Seeing the potential of the network and the lack of security in other alternative networks, several developers started working on developing scalability solutions for Ethereum. The most common were layer 2, which was facilitated by lifting transactions off the main chain and processing them off the chain to reduce network congestion. One such solution is the Raiden network and let’s look at what makes it different from others.
The Raiden Network
The layer 2 scalability solution can be considered similar to the lightning network for Bitcoin, with Raiden developing to be compatible with all the ERC-20 tokens. Raiden networks work by creating payment channels between parties that are bidirectional and off-chain in nature.
First, the parties need to deposit some tokens on the main Ethereum chain. This on-chain deposit becomes the collateral to facilitate transactions via the payment channel, which can support unlimited of them, provided the balance remains under the collateralized amount.
As these channels are created between just two parties and creating each still involves the main chain, it is not possible to open multiple channels between multiple users. Thus, the Raiden network allows any two parties, not connected directly, to still transfer funds if somehow they are connected indirectly in the Raiden network.
The payment channel has a definite lifecycle and to prevent the issue of double spending, the users must first lock their tokens in a smart contract. Now, after the channel is created, the participants can engage themselves in multiple transactions being done back and forth, which may at times also involve the rebalancing of the channel.
A balance proof, digitally signed by parties, contains all the sums of transfers within the channel and a copy is provided to both participants. If any party decides to close the channel and withdraw their money, which can be done anytime, they can provide a copy of the balance proof to the smart contract. The other party can provide theirs too, and upon receiving them, the smart contract will distribute the tokens accordingly.
The Ethereum network charges a gas fee for any transaction, which depends on the current status of the network. It is irrespective of the amount to be transferred, which makes only large to medium transactions optimal. Raiden, however, charges no gas fees for facilitating transactions, which makes it best suited for micropayments.
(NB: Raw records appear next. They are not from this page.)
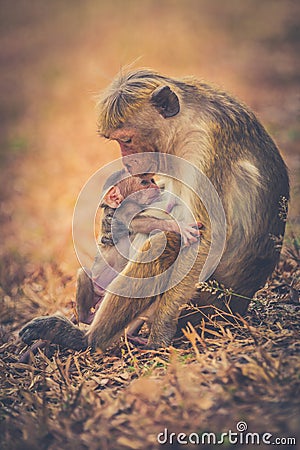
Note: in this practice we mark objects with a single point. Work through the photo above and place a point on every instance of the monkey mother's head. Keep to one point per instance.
(139, 110)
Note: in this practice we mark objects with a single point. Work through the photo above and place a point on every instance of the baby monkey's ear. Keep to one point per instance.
(113, 198)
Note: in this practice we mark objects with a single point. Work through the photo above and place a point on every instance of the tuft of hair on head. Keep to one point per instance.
(127, 92)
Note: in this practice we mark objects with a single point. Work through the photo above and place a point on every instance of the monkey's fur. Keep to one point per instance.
(147, 112)
(116, 226)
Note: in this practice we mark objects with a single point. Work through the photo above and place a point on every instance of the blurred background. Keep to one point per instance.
(56, 56)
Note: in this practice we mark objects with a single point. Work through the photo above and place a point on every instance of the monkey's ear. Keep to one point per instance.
(165, 101)
(113, 198)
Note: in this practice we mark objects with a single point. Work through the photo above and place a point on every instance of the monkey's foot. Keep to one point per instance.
(137, 340)
(55, 329)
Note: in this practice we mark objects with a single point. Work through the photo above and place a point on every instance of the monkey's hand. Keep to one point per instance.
(55, 329)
The time to process on-chain transactions mainly depends on block time and the picking up of your transaction from the pending pool by the miners. In the Raiden network, however, the transaction can be confirmed in an instant, similar to sending messages. Moreover, despite the increasing user base, most networks have a fixed capacity, which causes a serious issue of scalability. The capacity of the Raiden network is designed to increase linearly with the number of users, producing a truly scalable and decentralized network.
As any user will be maintaining several payment channels at any time, it is not possible to deposit large amounts in smart contracts. Thus, although efficient, the network is best for transferring low amounts and large amounts should still be done on-chain. Ethereum has seen multiple use cases in recent years owing to its unique features and it is bound to grow in the future. Such a scalability solution can facilitate it by reducing network congestion and improving its scalability.